I walked into my first stop with my cute flowered helmet on, the woman behind the desk complimented me on it and asked, “What are you riding?” I pointed to my Vespa, and when she oohed and aahed, commenting on what a fun way it must be to get around town, I heard myself say, “Yeah but, this has been a crap year for me and my Vespa. I’ve hardly ridden it at all."

Yeah but. . .

Those two words qualify as one of life’s biggest killjoys.

Thank goodness for my practice of witnessing, because in that moment, I actually saw those words leave my mouth in a cartoon bubble, and I even felt like a cartoon character — one of those sad-sack, down-around-the-mouth mopey ones, an Eeyore. 

Suddenly I heard my dad’s voice saying, “What on earth are you belly aching about?"

That’s what he used to call it — belly aching. 

Don’t you love that?! I hadn’t thought about that expression in years, but whenever he said it, it made me smile and that smile just shut that belly aching right up! 

So, I looked it up in the Urban Dictionary. If you want a good smile, here’s the link: http://www.urbandictionary.com/define.php?term=bellyaching

For most of last month, I had had a persistent low-grade literal belly ache. I tried changing my diet, rigorously watching every bite of food that went into my mouth. The net result was that I lost weight I didn’t need to lose, and belly ached to anyone that would listen about how hungry and miserable I was, all the while my actual belly still ached. Not only that, most of my friends wanted to kill me!

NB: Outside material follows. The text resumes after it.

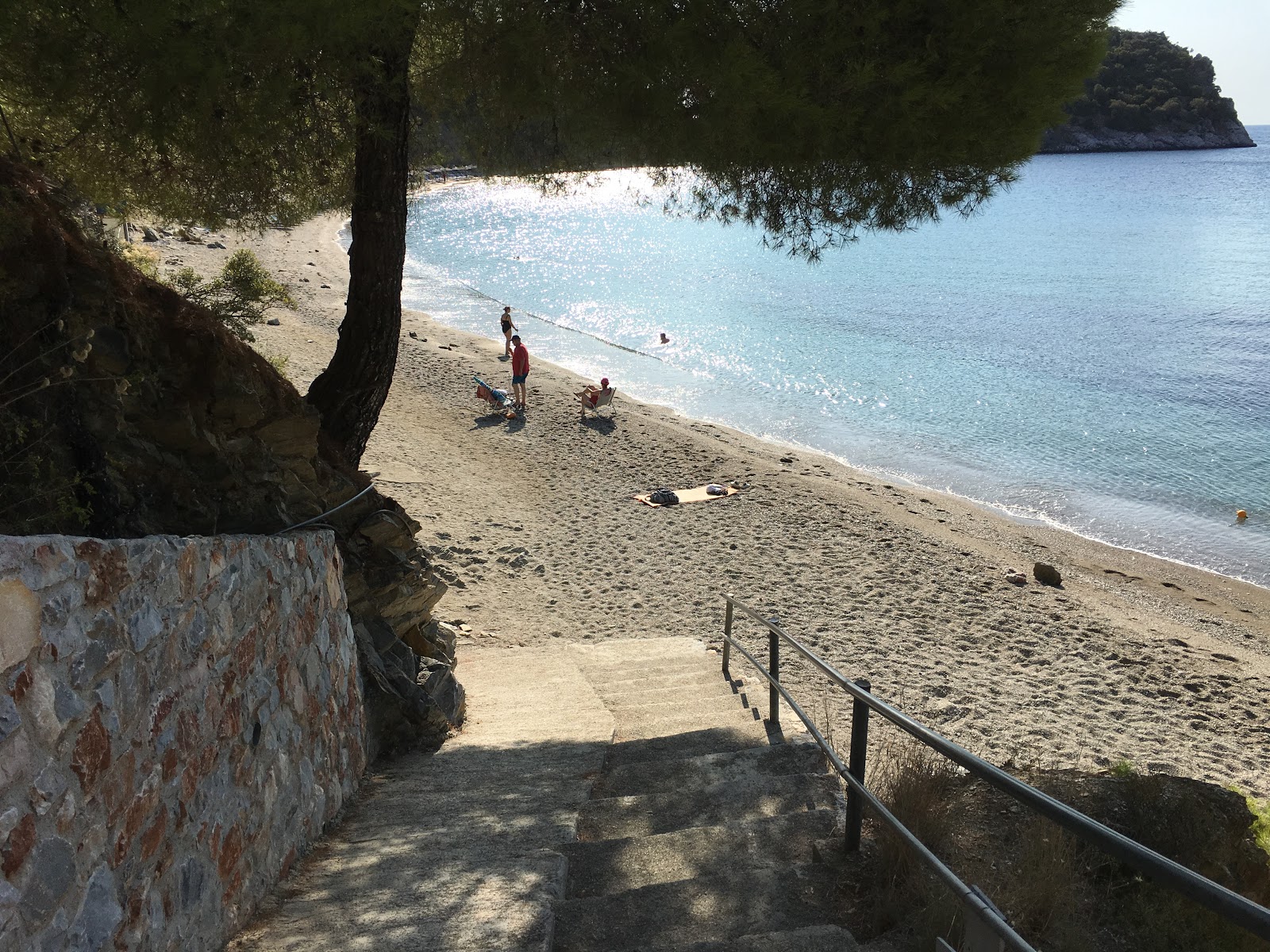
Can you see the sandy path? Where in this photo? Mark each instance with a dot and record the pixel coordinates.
(1134, 658)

This month, I decided that what needed healing was not my belly but my attitude. And sure enough, as my attitude began to change by practicing more joy around my food consumption, so did that ache.

As I stood there in that store and heard myself belly aching, I thought, Enough is Enough!

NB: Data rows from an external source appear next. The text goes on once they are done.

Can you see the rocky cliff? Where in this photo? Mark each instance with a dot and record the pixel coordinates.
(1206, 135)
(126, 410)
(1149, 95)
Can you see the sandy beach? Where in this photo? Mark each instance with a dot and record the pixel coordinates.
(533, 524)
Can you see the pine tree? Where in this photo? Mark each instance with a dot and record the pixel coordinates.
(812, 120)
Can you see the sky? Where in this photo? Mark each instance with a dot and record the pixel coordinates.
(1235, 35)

The wonderful thing about having a daily practice of joy in which I hold myself accountable to you, the readers of this blog, is that it forces me to show up for myself and others. 

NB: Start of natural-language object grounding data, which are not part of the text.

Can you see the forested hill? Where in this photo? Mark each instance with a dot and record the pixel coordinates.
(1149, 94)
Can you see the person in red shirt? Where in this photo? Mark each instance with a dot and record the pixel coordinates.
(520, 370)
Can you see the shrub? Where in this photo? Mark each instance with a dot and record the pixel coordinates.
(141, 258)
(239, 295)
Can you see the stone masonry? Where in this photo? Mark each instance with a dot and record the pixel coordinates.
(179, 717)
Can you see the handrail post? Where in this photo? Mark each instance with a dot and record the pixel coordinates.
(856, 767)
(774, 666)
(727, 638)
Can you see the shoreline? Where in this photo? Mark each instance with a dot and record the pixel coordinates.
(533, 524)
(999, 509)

Rabindrath Tagore wrote, “You can’t cross the sea merely by standing and staring at the water."

And you certainly can’t practice joy when you’re busy belly aching.

The fact is that we are what we do, and what we repeatedly do becomes the way in which we live our lives. That’s why it is so important to choose joy. . .repeatedly. I learned that from my dad, who not only taught me to stop belly aching, but taught me how -- through his own daily practice of joy!

I recently read that Yale psychology professor Marianne LaFrance has determined that if we see a happy face for even four milliseconds, it is enough to elicit a mini emotional high! 

So today, faced with my same massive To Do list that I’ve had all week, here’s what I plan to do. In a few minutes I am going to walk out the door with my wonderful dogs and take a beautiful walk. Then I am going to work a while — without belly aching — before I hop on my Vespa and run some more errands around town. 

And when those pesky voices in my head tempt me to rue all the  missed opportunities for riding my Vespa in the past or the fact that I only have one warm weather week left before leaving town for three months, I will silence them with my Vespa grin that sometimes leaves bugs in my teeth, but always creates joy in my heart.

And if that bug-filled grin elicits a mini emotional high in anyone I encounter today on the road or in a store, then hallelujah!

No more belly aching. Let’s all go out and practice some joy!